CAMBRIDGE – Après des années d’hibernation, l’économie américaine se réveillera-t-elle pour signer son grand retour au cours des deux prochaines années? Avec une administration républicaine qui veut à tout prix relancer une économie déjà près du plein emploi, des promesses de restrictions commerciales qui font augmenter le prix des produits de substitution aux importations, et l’indépendance de la banque centrale qui sera probablement attaquée, il est quasiment certain que l’inflation augmentera – dépassant probablement 3 % à certains moments. Et la croissance de la production pourrait surprendre elle aussi, pouvant atteindre 4%, au moins temporairement.

Impossible dites-vous? Pas du tout. L’économie semble déjà croître à un rythme annuel de 3%. Et même les plus fermes opposants aux politiques économiques du président élu Trump seraient forcés d’admettre qu’elles sont résolument pro-business (à l’exception notable du commerce).

Prenez la réglementation. Sous la présidence de Barack Obama, la réglementation du travail s’est élargie de manière significative, sans parler de l’augmentation spectaculaire de la législation environnementale. Et cela est vrai, même sans compter l’ombre énorme que jette Obamacare sur le système de santé, qui représente à lui seul 17% de l’économie. Je ne dis certainement pas que l’abrogation des réglementations adoptées sous l’ère Obama permettra d’améliorer le bien-être moyen de la population américaine. Loin de là. Mais les entreprises seront ravies, peut-être suffisamment pour recommencer à investir pour de vrai. Le renforcement de la confiance est déjà palpable.

Ensuite, il y a la perspective d’une relance massive, avec notamment une énorme expansion des dépenses d’infrastructure qui est cruellement nécessaire. (Trump forcera probablement le Congrès à accepter des déficits plus élevés.) Depuis la crise financière de 2008, les économistes d’un bout à l’autre du spectre politique ont encouragé à tirer profit des taux d’intérêt extrêmement bas pour financer des investissements dans les infrastructures de production, même si cela demande d’augmenter la dette. Les projets à haut rendement paient pour eux-mêmes.

Ce qui est sujet à beaucoup plus de controverses, c’est le projet de Trump de réduire massivement l’impôt sur le revenu pour l’ensemble de la population, ce qui profiterait de façon disproportionnée aux riches. Certes, mettre de l’argent dans les poches des épargnants riches ne semble guère aussi efficace que donner de l’argent aux pauvres qui vivent au jour le jour. L’adversaire de Trump, Hillary Clinton, avait parlé de manière mémorable de “Trumped-up trickle-down economics” (ce qui pourrait se traduire par « Trump donne de l’argent aux riches en supposant qu’il finira par profiter aux plus pauvres »).
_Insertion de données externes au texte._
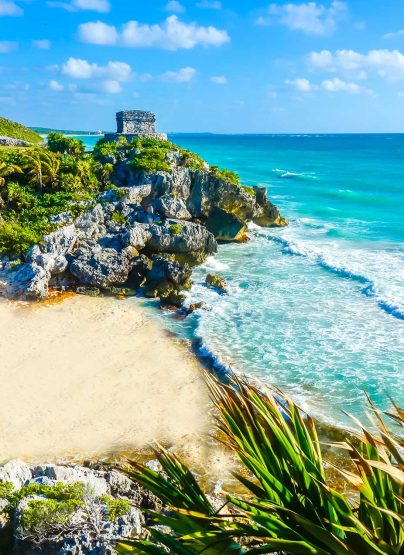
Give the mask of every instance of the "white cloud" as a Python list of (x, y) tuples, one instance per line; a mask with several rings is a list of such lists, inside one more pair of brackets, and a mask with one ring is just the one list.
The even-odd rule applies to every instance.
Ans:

Néanmoins, Trumped-up ou non, les réductions d’impôt peuvent être très bonnes pour la confiance des entreprises.

Il est difficile de savoir avec précision le montant de dette supplémentaire que génèrera le programme de relance de Trump, mais les estimations de 5 billions de dollars sur dix ans – une augmentation de 25% – semblent sobre. Beaucoup de commentateurs économiques de gauche, ayant insisté pendant les huit années de gouvernement Obama qu’il n’y a jamais aucun risque pour les emprunts américains, avertissent maintenant que, si l’administration Trump emprunte davantage, cela ouvrira la voie à un Armageddon financier. Leur hypocrisie est à couper le souffle, même s’ils sont à présent plus proches de la vérité.
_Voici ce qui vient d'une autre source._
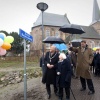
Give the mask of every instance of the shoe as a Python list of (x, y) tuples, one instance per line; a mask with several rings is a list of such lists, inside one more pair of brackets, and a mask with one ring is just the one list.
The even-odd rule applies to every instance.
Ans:
[(51, 95), (50, 94), (48, 94), (48, 99), (50, 99), (51, 98)]
[(66, 100), (70, 100), (70, 99), (67, 97)]
[(59, 98), (59, 100), (63, 100), (62, 98)]
[(58, 92), (55, 92), (55, 95), (56, 95), (56, 96), (59, 96), (59, 93), (58, 93)]
[(80, 91), (85, 91), (85, 90), (86, 90), (86, 88), (81, 88), (81, 89), (80, 89)]
[(94, 93), (95, 93), (95, 91), (89, 91), (88, 95), (91, 95), (91, 94), (94, 94)]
La mesure exacte dans laquelle les politiques de Trump augmenteront la production et l’inflation est difficile à anticiper. Plus l’économie américaine tournera à pleine capacité, plus l’inflation sera importante. Si la productivité américaine s’est vraiment effondrée autant que de nombreux chercheurs le pensent, le stimulus supplémentaire fera probablement augmenter les prix beaucoup plus que la production et la demande n’induira pas de nouvelle offre.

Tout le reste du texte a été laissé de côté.